Research

We are studying how the environmental stimuli of light and gravity alter patterns of growth and development in plants. We are using molecular approaches to characterize proteins that are critically involved in the coupling of light and gravity stimuli to growth changes in plants.

In our research on light signaling, we have discovered an enzyme activity that plays a key role in mediating how light activation of the photoreceptor phytochrome leads to a rapid decrease in the growth rate of hypocotyls of etiolated seedlings. The enzyme activity, unexpectedly, is that of two closely related apyrases (NTPDases), enzymes that remove the terminal phosphate from ATP and ADP. The expression of two genes that encode these enzymes in Arabidopsis, APY1 and APY2, is closely correlated with growth: both are strongly expressed in rapidly growing tissue such as etiolated hypocotyls and pollen tubes; the suppression of both of them results in a severely dwarf phenotype. Red-light induced suppression of hypocotyl growth is preceded by red-light induced loss of apyrase protein, which occurs in less than 5 min after irradiation. Light also suppresses the abundance of transcripts encoding these enzymes in less than 15 min.

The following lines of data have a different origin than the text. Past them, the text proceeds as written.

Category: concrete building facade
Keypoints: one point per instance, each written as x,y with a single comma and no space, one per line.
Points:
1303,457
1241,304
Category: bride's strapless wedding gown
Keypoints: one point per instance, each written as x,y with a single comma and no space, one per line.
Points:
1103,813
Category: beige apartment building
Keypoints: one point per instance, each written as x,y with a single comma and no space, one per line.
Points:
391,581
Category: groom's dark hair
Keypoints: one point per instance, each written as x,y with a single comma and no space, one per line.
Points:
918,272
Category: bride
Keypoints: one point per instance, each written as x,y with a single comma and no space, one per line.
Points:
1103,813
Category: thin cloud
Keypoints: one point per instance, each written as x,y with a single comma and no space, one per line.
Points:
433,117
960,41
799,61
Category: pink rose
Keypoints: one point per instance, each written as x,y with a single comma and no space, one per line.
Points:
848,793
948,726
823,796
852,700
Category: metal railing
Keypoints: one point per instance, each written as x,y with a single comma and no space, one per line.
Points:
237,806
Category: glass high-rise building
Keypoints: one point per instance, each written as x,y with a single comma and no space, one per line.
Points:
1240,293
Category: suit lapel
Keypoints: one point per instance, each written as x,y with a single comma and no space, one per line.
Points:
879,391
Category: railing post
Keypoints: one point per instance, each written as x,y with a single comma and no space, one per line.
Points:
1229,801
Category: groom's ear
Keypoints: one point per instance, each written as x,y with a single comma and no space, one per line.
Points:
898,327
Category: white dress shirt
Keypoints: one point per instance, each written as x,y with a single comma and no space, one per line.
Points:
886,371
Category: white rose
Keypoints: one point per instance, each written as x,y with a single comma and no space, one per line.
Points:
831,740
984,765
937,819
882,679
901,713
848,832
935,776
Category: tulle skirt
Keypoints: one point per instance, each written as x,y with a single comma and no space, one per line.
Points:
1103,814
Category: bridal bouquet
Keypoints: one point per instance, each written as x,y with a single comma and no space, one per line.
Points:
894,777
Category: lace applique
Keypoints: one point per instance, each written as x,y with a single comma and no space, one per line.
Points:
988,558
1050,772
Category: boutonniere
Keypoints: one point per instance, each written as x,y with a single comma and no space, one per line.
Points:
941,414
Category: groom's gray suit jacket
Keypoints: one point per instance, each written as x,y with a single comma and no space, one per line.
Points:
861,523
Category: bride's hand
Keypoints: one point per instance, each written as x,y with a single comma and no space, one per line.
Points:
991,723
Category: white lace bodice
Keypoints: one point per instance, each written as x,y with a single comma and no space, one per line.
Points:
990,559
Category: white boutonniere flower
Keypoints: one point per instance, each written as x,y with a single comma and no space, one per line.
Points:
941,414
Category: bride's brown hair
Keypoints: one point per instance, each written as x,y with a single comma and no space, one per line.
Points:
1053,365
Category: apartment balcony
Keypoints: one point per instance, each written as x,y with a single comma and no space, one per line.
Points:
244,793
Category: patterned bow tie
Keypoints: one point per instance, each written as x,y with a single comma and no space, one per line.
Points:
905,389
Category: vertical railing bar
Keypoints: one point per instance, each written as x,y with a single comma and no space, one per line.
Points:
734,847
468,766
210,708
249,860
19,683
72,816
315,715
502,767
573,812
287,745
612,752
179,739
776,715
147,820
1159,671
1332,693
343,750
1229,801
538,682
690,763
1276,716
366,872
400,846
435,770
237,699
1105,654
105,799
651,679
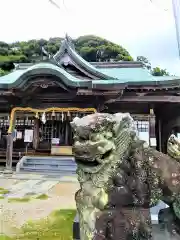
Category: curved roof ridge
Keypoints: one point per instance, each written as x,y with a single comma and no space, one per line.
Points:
67,45
20,77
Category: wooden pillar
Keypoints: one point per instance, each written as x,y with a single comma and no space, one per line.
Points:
66,133
36,134
152,129
9,152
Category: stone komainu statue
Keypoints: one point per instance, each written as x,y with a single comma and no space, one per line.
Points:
121,177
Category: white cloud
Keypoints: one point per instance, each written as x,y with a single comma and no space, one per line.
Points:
138,25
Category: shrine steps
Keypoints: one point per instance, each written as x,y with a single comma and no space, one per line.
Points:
61,165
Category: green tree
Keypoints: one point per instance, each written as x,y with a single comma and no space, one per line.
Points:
145,62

In light-grown plants a significant fraction of the immunodetectable apyrase protein co-purifies with plasma membranes, with its active site facing to the outside of these membranes. Since ATP is the preferred substrate of this enzyme, its activity in plant walls raises the question of the function of extracellular ATP (eATP). Our data indicate that plant cells release ATP into their walls during their growth, and that the accumulation of this eATP can suppress growth. We are studying how the reduction of [eATP] by the action of ectoapyrases plays a critical role in growth control in plants.

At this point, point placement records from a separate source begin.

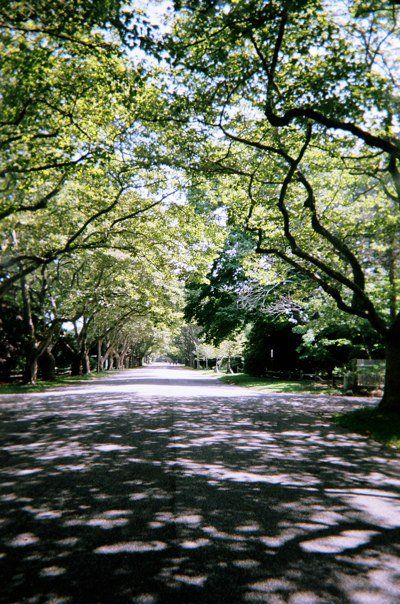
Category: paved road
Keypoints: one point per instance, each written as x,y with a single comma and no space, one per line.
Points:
162,485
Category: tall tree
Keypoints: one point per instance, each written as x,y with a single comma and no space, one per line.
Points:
304,126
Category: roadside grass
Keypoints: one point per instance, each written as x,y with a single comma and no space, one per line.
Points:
61,380
383,427
276,385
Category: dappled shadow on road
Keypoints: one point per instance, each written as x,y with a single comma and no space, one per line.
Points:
107,499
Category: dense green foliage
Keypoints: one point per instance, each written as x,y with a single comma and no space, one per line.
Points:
130,153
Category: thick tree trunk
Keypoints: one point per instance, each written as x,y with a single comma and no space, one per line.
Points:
31,369
99,355
86,362
391,396
47,364
76,365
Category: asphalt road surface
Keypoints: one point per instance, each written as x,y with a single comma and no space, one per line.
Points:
162,485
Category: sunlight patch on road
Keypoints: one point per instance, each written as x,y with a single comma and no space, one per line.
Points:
132,547
335,544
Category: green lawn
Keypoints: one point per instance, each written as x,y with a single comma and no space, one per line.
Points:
271,385
383,427
40,386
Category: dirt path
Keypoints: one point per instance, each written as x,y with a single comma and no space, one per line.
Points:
163,485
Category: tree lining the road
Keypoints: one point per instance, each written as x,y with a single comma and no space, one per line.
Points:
281,121
300,134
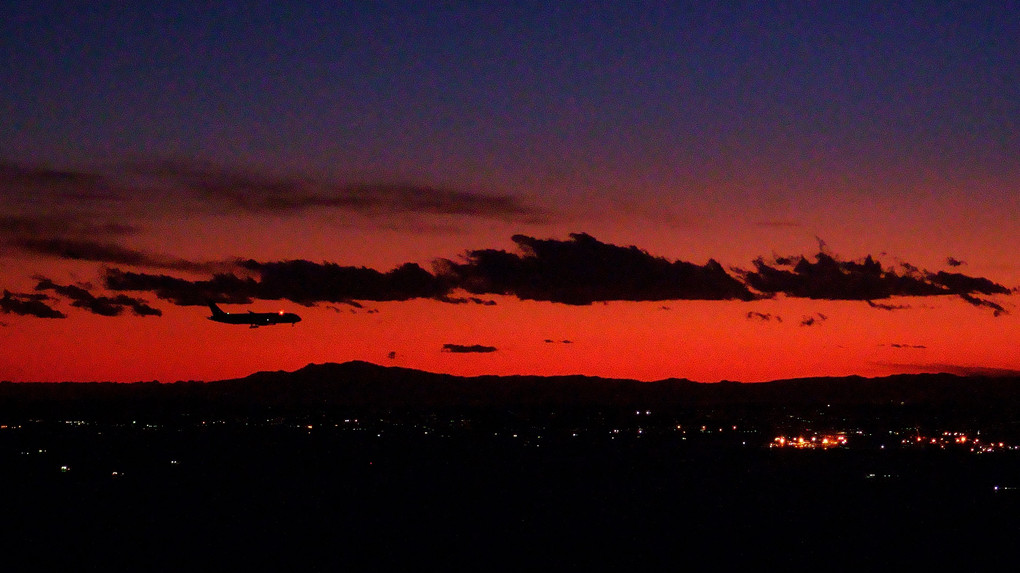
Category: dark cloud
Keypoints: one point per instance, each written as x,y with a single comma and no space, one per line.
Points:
830,278
467,300
461,349
816,318
764,317
28,305
883,306
308,282
301,281
958,369
222,288
997,309
87,250
103,306
583,270
580,270
260,193
45,184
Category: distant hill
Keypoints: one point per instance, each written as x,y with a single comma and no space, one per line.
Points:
362,385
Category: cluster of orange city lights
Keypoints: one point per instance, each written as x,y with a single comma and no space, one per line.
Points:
816,441
958,439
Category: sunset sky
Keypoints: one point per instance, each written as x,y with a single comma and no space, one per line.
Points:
710,191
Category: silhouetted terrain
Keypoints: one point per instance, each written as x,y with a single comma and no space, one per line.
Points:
366,386
359,467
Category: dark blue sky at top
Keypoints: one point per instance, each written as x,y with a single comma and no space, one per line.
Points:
520,94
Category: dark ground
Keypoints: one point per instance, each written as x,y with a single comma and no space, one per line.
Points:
290,499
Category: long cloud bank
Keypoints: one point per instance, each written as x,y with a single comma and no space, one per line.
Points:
580,270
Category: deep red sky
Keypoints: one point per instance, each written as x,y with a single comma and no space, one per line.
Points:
174,141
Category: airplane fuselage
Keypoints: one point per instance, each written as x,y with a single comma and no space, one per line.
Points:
253,319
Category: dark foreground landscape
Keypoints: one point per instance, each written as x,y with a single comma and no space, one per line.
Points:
359,467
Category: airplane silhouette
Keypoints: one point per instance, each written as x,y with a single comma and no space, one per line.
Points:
253,319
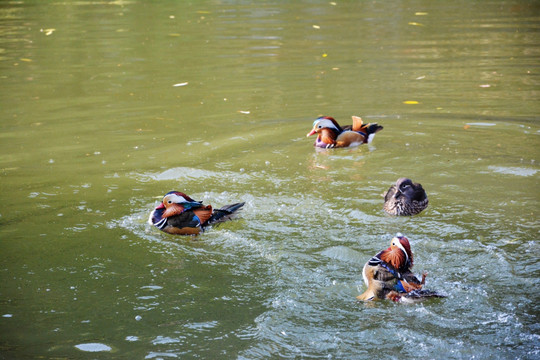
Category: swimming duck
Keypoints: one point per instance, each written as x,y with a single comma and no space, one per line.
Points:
331,135
405,198
179,214
388,275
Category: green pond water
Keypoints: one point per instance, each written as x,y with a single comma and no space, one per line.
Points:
105,106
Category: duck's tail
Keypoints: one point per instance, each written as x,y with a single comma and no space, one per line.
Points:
414,296
228,212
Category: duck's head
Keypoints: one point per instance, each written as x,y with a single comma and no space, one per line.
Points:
401,243
325,122
175,203
404,187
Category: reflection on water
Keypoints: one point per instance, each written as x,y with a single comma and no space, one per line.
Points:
109,105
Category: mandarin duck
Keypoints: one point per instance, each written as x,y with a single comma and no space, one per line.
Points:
405,198
331,135
179,214
388,275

In our gravitational studies, we found that the APY2 gene is strongly expressed in the elongation zone of the root (Wu et al., Plant Physiol., 2007), and the single knockout mutant of APY2 shows significantly reduced gravitropic curvature, as illustrated in a video taken with the Phytomorph system developed in the laboratory of Edgar Spalding (U. Wisconsin). In other studies we have developed a single-cell model system, germinating spores of Ceratopteris richardii, in which gravity orients the direction of a trans-cell calcium current that, in turn, directs the polarity of subsequent nuclear migration, cell division, and rhizoid development and growth. We are using this system to define the genes needed for plants to respond to gravity. As a first step in this investigation we have completed a Shuttle experiment (STS-93, July 1999) that has allowed us to identify genes that are differentially expressed in microgravity, and we are currently examining the role of these genes in mediating the gravity response.